Vergüenza que mata

Muchas mujeres evitan realizarse exámenes que se relacionen con su actividad sexual y con las enfermedades de transmisión sexual. Aunque hacerse los estudios sea cada vez más habitual, la falta de información y los prejuicios generan atraso.

Según BBC, algunas mujeres evitan someterse a la citología vaginal, más conocida como Papanicolaou, por temor o vergüenza al olor o apariencia de sus partes íntimas. El Papanicolaou es un procedimiento que permite detectar el cáncer cervical o de cuello de útero, ya que puede captar los cambios celulares anormales que se producen en el cuello uterino antes de que se desarrolle la enfermedad.

El cáncer cervical es el cuarto cáncer más común según la Organización Mundial de la Salud (OMS) y, también, el más habitual entre mujeres de 35 años. Sin embargo, tanto en el Reino Unido como en América Latina y el Caribe se reconoce no ser conscientes de ese riesgo.

Este tipo de cáncer se asocia al virus del papiloma humano (VPH) en un 99% de los casos. Las infecciones de VPH son comunes y son casi una evidencia de que una persona es o ha sido sexualmente activa.

Lauren Bennie, entrevistada por BBC, sostiene que evitaba por todos los medios hacerse el estudio; muchas cosas la hacían excusarse a la hora de ir al médico, como estar desinformada o sentir vergüenza sobre su propio cuerpo.

“Me preocupaba que la enfermera, con solo mirar mi vagina, tuviera la habilidad mágica de adivinar cuántas parejas sexuales había tenido. Pensé mucho sobre qué tipo de ropa interior ponerme.

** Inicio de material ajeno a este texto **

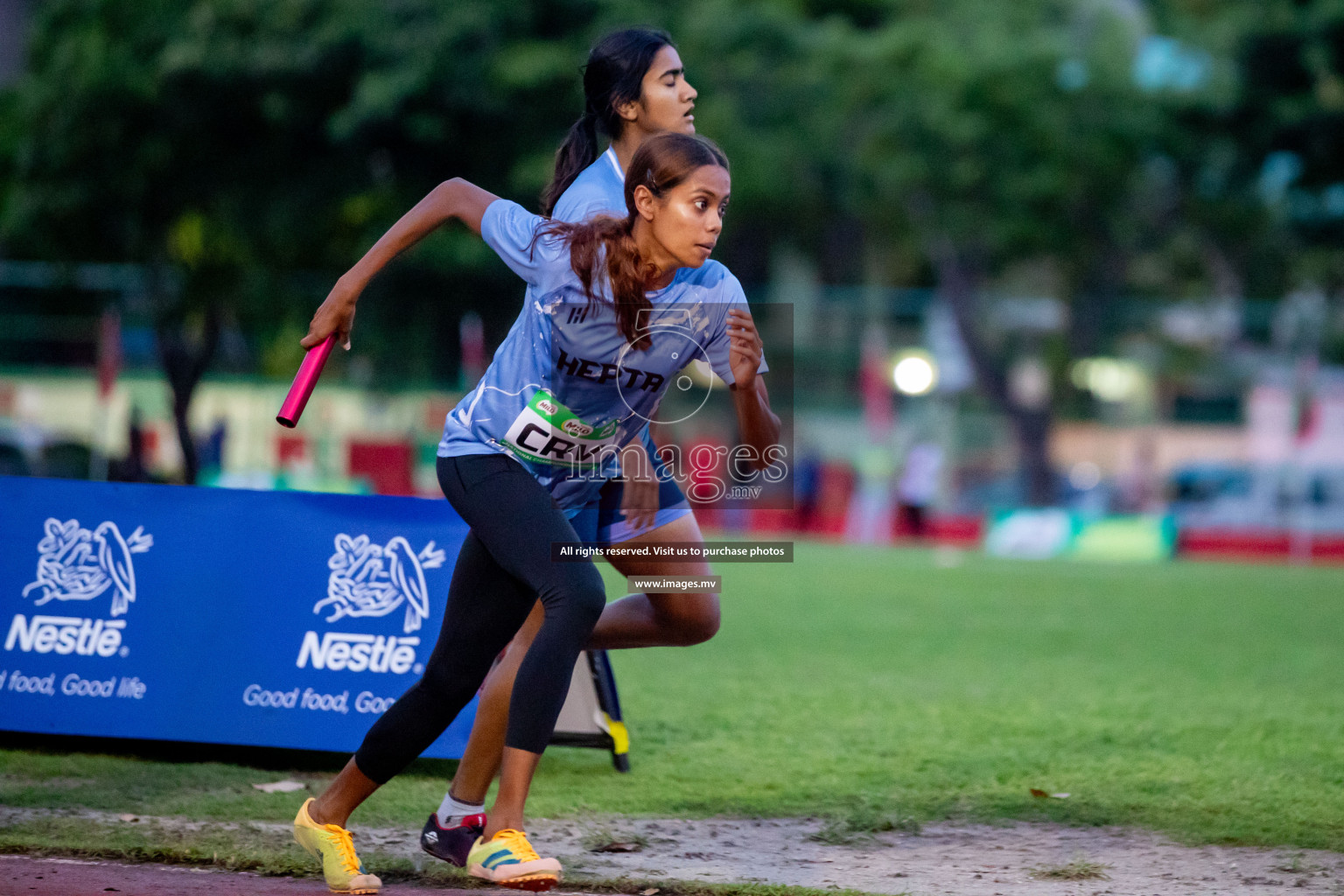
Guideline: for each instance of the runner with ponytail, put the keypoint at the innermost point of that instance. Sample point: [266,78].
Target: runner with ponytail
[527,451]
[634,88]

No lo sabía en ese momento, pero la vergüenza que sentía por la prueba estaba dañando mi propio cuerpo”.

Cuando finalmente se sometió al procedimiento, los resultados no fueron positivos: confirmaron que tenía células anormales, precancerosas. Lauren señala que fue aterrador, pero por sobre todo angustiante, y se enojó mucho consigo misma por haber esperado tanto tiempo.

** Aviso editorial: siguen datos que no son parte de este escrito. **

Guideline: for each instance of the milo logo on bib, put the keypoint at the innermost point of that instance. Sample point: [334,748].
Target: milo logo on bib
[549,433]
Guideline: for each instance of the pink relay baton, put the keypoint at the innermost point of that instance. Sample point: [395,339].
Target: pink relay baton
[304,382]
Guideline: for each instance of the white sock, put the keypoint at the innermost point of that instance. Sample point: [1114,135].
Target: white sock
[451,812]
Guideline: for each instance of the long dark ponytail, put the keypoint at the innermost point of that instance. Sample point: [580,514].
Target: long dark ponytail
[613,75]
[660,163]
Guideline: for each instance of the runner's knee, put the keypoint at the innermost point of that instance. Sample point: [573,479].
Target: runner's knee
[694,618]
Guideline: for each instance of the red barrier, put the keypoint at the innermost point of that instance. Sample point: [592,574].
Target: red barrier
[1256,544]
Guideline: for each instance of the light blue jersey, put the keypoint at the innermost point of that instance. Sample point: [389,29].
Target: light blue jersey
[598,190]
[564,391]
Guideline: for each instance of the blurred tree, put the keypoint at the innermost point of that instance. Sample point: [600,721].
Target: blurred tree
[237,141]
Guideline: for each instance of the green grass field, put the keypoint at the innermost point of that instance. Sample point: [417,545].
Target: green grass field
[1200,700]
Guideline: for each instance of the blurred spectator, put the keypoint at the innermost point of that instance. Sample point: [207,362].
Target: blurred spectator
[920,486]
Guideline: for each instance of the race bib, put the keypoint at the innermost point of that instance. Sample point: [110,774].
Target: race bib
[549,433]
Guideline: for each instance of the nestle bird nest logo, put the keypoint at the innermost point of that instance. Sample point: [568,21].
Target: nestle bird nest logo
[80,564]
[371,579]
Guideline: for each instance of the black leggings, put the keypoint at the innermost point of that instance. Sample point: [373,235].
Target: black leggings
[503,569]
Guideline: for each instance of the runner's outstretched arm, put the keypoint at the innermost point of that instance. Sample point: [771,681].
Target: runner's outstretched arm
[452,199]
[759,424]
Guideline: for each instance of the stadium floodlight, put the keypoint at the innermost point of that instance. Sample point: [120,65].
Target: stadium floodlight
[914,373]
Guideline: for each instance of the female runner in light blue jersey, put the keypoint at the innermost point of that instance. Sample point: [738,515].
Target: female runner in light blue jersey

Una serie de encuestas realizadas a mujeres del Reino Unido reflejan que el 35% de las jóvenes evita realizarse citologías por la forma de su cuerpo, el 34% por la apariencia de su vulva y el 38% por preocupaciones por el olor de sus partes íntimas. Un tercio señaló que no se haría esa prueba sin antes haberse depilado, y alrededor de un 15% también señaló que faltaría a su prueba si tuvieran a esa misma hora otro compromiso.

Una solución para lograr que más mujeres se realicen los chequeos sin sentirse expuestas fue el desarrollo de la “Máscara del Papanicolaou” en Tailandia.

mascaras papanicolau
Mujeres con máscaras de Papanicolaou [Foto BCC].

Tanto pacientes como médicos las utilizan, para evitar que se reconozcan durante el procedimiento.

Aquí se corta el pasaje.